Bugun people

Total population
- 3,000

Regions with significant populations
- India (Arunachal Pradesh)

Languages
- Bugun language

Religion
- Animism, Hinduism, Christianity

= Bugun =

Ethnic group living in Northeast India

The Buguns (formerly Khowa) are one of the earliest recognized schedule tribes of India, majority of them, inhabiting the Singchung Sub-Division of West Kameng District of Arunachal Pradesh. Buguns live in several exogamous clans. Traditionally, the predominant occupation was agriculture, supported with other allied activities like fishing and hunting, cattle rearing etc. Buguns have their own folklore, songs, dances, music and rituals.

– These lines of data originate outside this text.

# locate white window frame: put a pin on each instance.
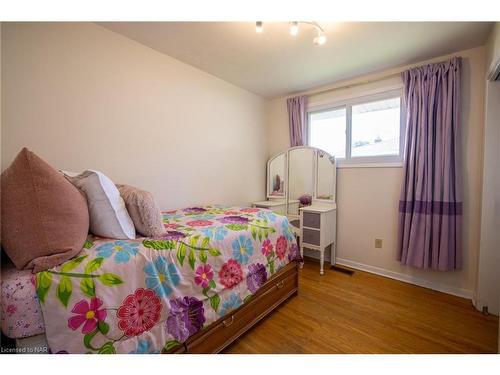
(364, 161)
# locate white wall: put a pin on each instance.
(368, 197)
(81, 96)
(493, 46)
(488, 285)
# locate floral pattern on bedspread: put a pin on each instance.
(21, 315)
(149, 294)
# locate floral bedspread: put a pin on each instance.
(143, 295)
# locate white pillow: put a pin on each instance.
(108, 215)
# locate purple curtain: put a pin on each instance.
(297, 119)
(430, 208)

A rare bird, the Bugun liocichla, was named after the tribe.

They live mainly in the subtropical Singchung Administrative Sub-Division of West Kameng district with its, almost whole, native population under 6-Thrizino-Buragaon ST Assembly Constituency of the state of Arunachal Pradesh.

==Language==
The Bugun language, one of the Bugunish/Kamenic languages under Kho-Bwa languages, is considered endangered by UNESCO, with only around 10,000 speakers mainly concentrated in the Kameng district of Arunachal Pradesh, India.

==Religion==
The Buguns are traditionally followers of the animistic religion However, the early 20th century witnessed the gradual penetration of some dominant religions like Buddhism (Mahayana), particularly from the neighbouring ethnic group Sherdukpen, and Hinduism. Some have come under Tibetan Buddhist influence. Profound Buddhist influence has led to the adoption of many Buddhist rituals and the invitation of Buddhist lamas to participate in their communal rituals. As a result, many Buguns declared themselves as Buddhist in censuses.

Pham Kho Sowai is the harvesting festival of the Buguns. It is now celebrated on a fixed date, starting on 10 September.